Dios traerá momentos de aflicción, pero al final habrá dulzura.

3. Tu preciada fe debe glorificar a Cristo en su venida (1 Pedro 1:7)

Pedro hace un contraste entre elementos que son considerados como preciados y otros que no tienen valor. Aunque el creyente pueda perder las cosas preciadas para este mundo, hay algo que no podemos perder, es la fe que tenemos por medio del Espíritu Santo. Aunque el mundo esta embargado por el temor, los creyentes podemos pensar que podemos perder todo lo que el mundo valora, pero nadie nos puede arrebatar la fe en el Señor.

En Proverbios vemos el contraste de la sabiduría, aún con más valor que las cosas de este mundo. El creyente tiene su fe puesta en el galardón y no en los sufrimientos. Puede ver el sufrimiento temporal como un medio para que su fe sea perfeccionada y traiga gloria al Señor.

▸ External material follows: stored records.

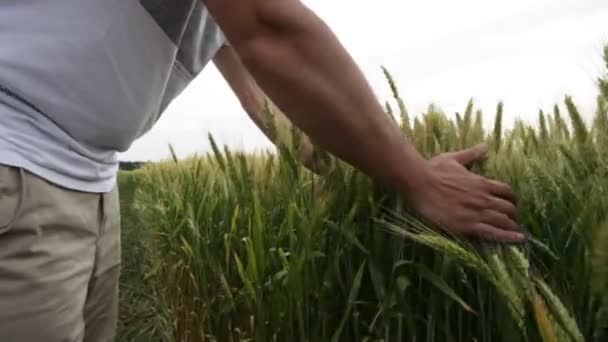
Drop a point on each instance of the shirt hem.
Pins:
(14, 160)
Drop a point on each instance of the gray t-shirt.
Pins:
(81, 80)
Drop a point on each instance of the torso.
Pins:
(94, 75)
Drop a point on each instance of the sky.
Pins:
(529, 54)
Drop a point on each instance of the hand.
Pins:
(466, 204)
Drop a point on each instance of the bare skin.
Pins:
(297, 61)
(254, 102)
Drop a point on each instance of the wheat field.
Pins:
(235, 247)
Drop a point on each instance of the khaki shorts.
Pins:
(59, 261)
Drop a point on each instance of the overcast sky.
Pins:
(527, 53)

Por la predicación de los apóstoles, los hermanos habían podido abrazar a Jesucristo sin haberle visto físicamente, pero le amaban por la promesa de redención. Un día veremos al Señor cara a cara (1 Jn 4:9-10). Estos hermanos podían glorificar al Señor porque conocían el amor de Cristo por medio de los apóstoles.

Nuestra fe le glorifica y trae gloria a Dios. El resultado de la depuración de nuestra fe pasada por el fuego, es la alabanza, gloria y honra. Le trae gloria porque es el mismo Señor que ha preservado nuestra fe. 1 Pedro 5:10 Pedro termina su carta señalando al Señor como el autor de nuestra fe (1 Pe 5:11). Podemos estar seguros que las aflicciones del tiempo presente traerán gloria a nuestro Dios.

Nuestra preciada fe glorifica a Dios, porque en el tribunal de cristo, nuestra fe traerá alabanza gloria y honra. Dios recomenzará a aquellos que han sido fieles. No la gloria de los hombres que somos tentados a buscar, sino que en el tribunal será revelada la autenticidad de nuestra fe (Mat 25:21).

Que después que pasemos esta pandemia, nuestra fe pueda ser fortalecida y estemos preparados para aquel día donde el Señor pueda decirnos «buen siervo fiel, sobre poco has sido fiel, sobre mucho te pondré».